Let's talk about this bit of code.

First, I personally prefer 4 spaces of indentation, so I made it 4 spaces of indentation. You'll have to bear with it. (It's also a common standard, so you may have to bear with it in other places as well).

I also indented the else case, because it seems you forgot to indent those lines of code.


So. First thing I see is that you have duplication:

    if(size == 0){

        stack[size] = value;
        size++;

    }
    else {
        stack[size] = value;
        size++;
    }

And there's only one check in between. So I think you could simplify by getting rid of the 0 case and just relying on the check to keep the stack from overflowing. (Also, have you considered a stack of size 0?)

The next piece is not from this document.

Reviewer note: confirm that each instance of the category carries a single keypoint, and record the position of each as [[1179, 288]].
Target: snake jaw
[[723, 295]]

public void push(int value){
    if(size == stack.length){
        System.out.println("The stack is full. The value cannot be added to the stack");
    }

    else {
        stack[size] = value;
        size++;
    }


}

Second thing I see is the rather large amount of blank lines. There are uses for blank lines - mostly for separating sections of code that need to be in the same block, but do different things. What you have here, however, is an if-elseif-else chain (before we shortened it to an if-else chain), and you shouldn't put blank lines between them. It makes it hard to see that the else is an else and not an if. Imagine this bug-prone scenario:

if (condition){
    //code....
}
else



if (othercondition){
   //code...
}

You'd think the second if-block is on its own, but it's actually the else-if of the first if statement. Don't add blank lines in an if-elseif-else chain.

public void push(int value){
    if(size == stack.length){
        System.out.println("The stack is full. The value cannot be added to the stack");
    }
    else {
        stack[size] = value;
        size++;
    }
}

Now, depending on style, you could put the else on the same line of the ending brace, like so...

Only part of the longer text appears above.